13.07.2011, 10:48 Uhr

Seit wann braucht denn eine Notenbank Geld? Sie hat doch das Monopol Geld zu drucken soviel sie will.

Oder ist die EZB jetzt ein Drehpunkt, um illegal deutsches Steuergeld an französische Banken zu überweisen?

Account gelöscht!

13.07.2011, 11:03 Uhr

Wie wäre es denn mit gedruckten Papier? Die EZB hat doch die Lizenz zum Drucken.

Rainer_J

13.07.2011, 11:23 Uhr

Langsam bin ich der Meinung, dass die EZB ihr Problem mit den gekauften Schrott-Staatsanleihen durch Inflation, also mit Geld drucken beseitigen sollte.

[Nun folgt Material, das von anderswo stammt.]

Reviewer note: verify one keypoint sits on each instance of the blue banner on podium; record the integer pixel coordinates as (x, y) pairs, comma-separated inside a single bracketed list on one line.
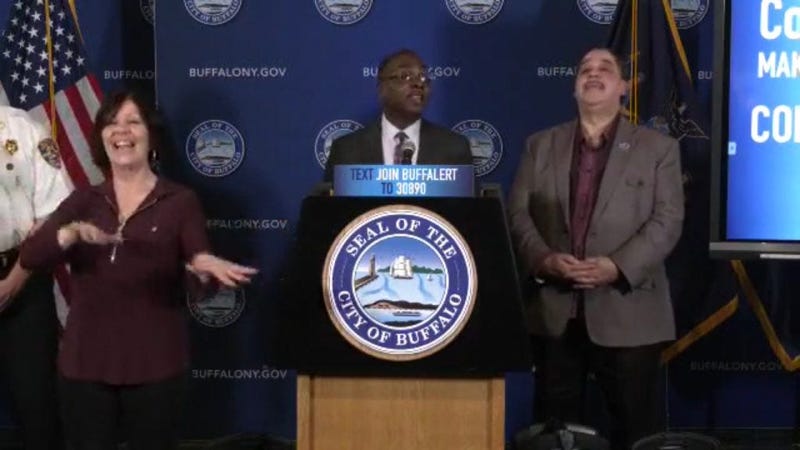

Dabei muß noch nicht mal wirklich Papier bedruckt werden, sondern das passiert alles nur im Computer.

Vorteil: Eher reiche Menschen der gesamten Eurozone (alle die Geld gespart bzw. gehortet haben) würden das dann bezahlen.

Zur Zeit haben wir doch die Ungerechtigkeit, dass sich der deutsche Steuerzahler, der teilweise von der Hand in den Mund lebt und garnichts ansparen kann, Geld in die Rettung der EZB stecken soll (durch Lohn-, Mehrwertsteuer usw.), aber ein Millionär im Steuerparadis "Südeuropa" sich nicht oder nur mäßig an den Staatsausgaben beteiligt, geschweige den an dem Rettungsschirm der EUdSSR.

Solche Leute laufen zur Zeit mit Bargeldkoffer in ganz Europa rum, während Menschen, die in Deutschland in bescheidenen Verhältnissen leben, den illegalen Rettungsschirm stützen.